An average of around 22 exceptions/sec.  Let look closely at what happens when an exception is raised: 

From https://support.microsoft.com/default.aspx?scid=kb;EN-US;105675...

.... if the application is being debugged, the debugger sees all exceptions before the program does. This is the distinction between the first and second chance exception: the debugger gets the first chance to see the exception (hence the name). If the debugger allows the program execution to continue and does not handle the exception, the program will see the exception as usual. If the program does not handle the exception, the debugger gets a second chance to see the exception. In this latter case, the program normally would crash if the debugger were not present.

...

In other words, when an exception is raised, control is passed to the debugger, the debuggers acts on that exception and passes control back to the program to handle the exception. This is an expensive operation and involve a lot of context switching. 
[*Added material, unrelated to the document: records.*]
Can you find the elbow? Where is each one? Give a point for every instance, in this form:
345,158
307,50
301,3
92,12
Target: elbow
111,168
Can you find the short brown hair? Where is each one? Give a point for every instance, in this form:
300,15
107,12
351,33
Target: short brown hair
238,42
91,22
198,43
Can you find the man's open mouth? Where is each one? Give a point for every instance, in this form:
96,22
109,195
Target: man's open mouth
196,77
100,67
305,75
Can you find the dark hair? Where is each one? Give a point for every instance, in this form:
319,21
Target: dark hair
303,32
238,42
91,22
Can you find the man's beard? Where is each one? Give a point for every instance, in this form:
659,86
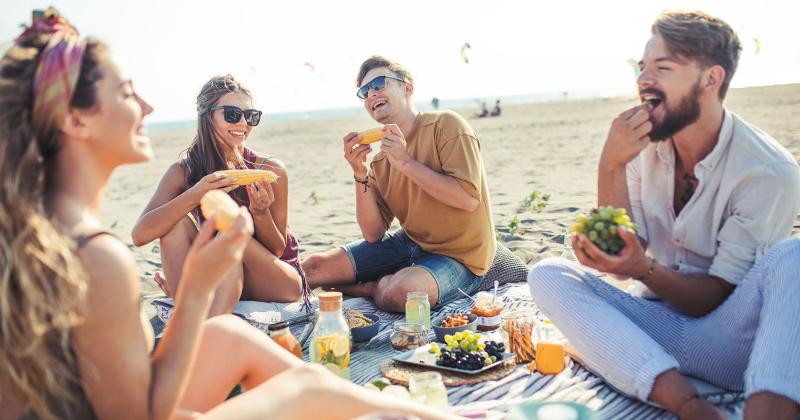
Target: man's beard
687,112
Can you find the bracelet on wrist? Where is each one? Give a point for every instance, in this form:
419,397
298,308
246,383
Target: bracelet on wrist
364,182
686,400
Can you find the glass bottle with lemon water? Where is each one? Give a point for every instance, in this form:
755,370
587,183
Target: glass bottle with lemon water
330,340
418,308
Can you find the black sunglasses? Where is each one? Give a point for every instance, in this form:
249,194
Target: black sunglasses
375,84
233,114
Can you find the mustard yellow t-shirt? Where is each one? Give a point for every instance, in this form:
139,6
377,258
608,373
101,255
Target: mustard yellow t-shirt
444,142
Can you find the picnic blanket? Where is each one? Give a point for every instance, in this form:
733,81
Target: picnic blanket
575,383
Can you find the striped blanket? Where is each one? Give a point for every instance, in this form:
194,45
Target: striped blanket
575,383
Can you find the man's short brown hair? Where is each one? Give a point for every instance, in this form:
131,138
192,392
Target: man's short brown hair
377,61
707,39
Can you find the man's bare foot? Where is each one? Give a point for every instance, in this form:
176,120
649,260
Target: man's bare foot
162,284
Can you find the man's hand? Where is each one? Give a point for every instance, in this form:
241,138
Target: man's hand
356,155
627,137
394,145
631,261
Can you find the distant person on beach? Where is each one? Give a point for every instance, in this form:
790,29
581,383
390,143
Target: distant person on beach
430,177
496,110
271,271
484,112
73,343
714,200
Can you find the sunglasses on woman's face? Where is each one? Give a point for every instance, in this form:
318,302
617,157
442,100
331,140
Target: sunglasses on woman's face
376,84
233,114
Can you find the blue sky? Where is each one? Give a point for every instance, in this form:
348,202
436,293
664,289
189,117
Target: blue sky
171,48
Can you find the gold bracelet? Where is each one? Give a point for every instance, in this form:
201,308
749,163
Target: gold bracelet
649,271
686,400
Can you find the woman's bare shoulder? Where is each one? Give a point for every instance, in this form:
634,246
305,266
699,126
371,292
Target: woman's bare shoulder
271,163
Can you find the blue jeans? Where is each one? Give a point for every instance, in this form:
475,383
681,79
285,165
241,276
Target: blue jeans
396,251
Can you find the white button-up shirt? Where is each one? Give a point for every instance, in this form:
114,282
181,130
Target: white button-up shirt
747,199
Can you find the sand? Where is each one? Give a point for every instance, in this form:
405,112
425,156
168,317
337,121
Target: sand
550,147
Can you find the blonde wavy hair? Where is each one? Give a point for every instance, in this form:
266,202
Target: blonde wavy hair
42,283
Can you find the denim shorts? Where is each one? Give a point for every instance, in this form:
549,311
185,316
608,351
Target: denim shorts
396,251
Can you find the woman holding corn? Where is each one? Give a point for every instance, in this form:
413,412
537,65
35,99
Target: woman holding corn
270,271
73,345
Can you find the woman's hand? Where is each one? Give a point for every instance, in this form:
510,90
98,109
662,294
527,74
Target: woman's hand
261,196
211,257
212,181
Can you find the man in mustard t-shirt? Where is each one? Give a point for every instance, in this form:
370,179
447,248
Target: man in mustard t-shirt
429,175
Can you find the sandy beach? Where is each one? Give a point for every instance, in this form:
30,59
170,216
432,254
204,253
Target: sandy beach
549,147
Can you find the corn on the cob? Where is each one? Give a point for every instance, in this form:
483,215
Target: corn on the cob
370,136
249,176
221,207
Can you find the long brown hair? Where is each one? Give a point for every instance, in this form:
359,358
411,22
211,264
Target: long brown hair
207,154
42,282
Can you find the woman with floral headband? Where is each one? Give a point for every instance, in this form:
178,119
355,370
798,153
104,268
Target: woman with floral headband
73,344
270,271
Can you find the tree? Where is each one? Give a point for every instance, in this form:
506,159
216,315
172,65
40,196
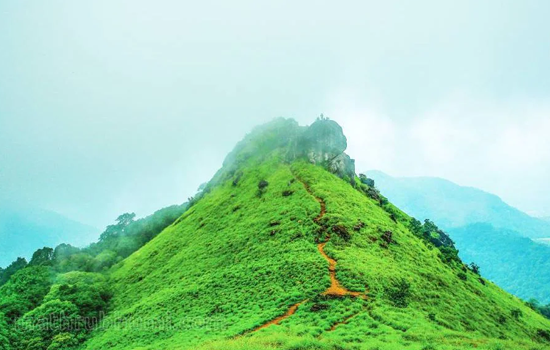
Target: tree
42,256
12,269
40,326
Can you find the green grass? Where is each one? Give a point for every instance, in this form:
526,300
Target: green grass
237,259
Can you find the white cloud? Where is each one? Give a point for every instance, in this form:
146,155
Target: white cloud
503,149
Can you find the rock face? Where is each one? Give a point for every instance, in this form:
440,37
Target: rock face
324,143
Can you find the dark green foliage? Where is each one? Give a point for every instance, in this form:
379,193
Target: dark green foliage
32,293
544,334
11,270
430,233
262,184
484,228
25,291
5,343
475,268
342,232
38,327
516,314
399,292
387,238
366,181
540,308
42,256
287,193
516,263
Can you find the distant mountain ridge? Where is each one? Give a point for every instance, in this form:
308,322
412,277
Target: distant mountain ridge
485,229
25,229
452,205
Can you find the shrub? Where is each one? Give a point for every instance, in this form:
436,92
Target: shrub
342,232
516,313
399,293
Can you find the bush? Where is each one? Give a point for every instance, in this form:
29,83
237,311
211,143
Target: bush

So, in this particular example, things are worse because for every CLR exception raised, debugdiag will run the command (!dumpObj ExceptionAddress ) to determine the type  "GetCLRExceptionType(GetCLRExceptionPtr(CausingThread), False)".  If sos.dll being used is the one with the leak issue, you will notice a high CPU utilization in both the debugger (dbghost.exe) and the target process  along with a quick increase in memory utilization in dbghost.exe. This will eventually lead to an unexpected termination of the debugger and the target process.

In the case of native exceptions, the issue will manifest itself as a high CPU that may lead to an unresponsive server as a whole! To be able to debug such environment, you would need to know what are the exceptions that are thrown in a high rate and avoid them.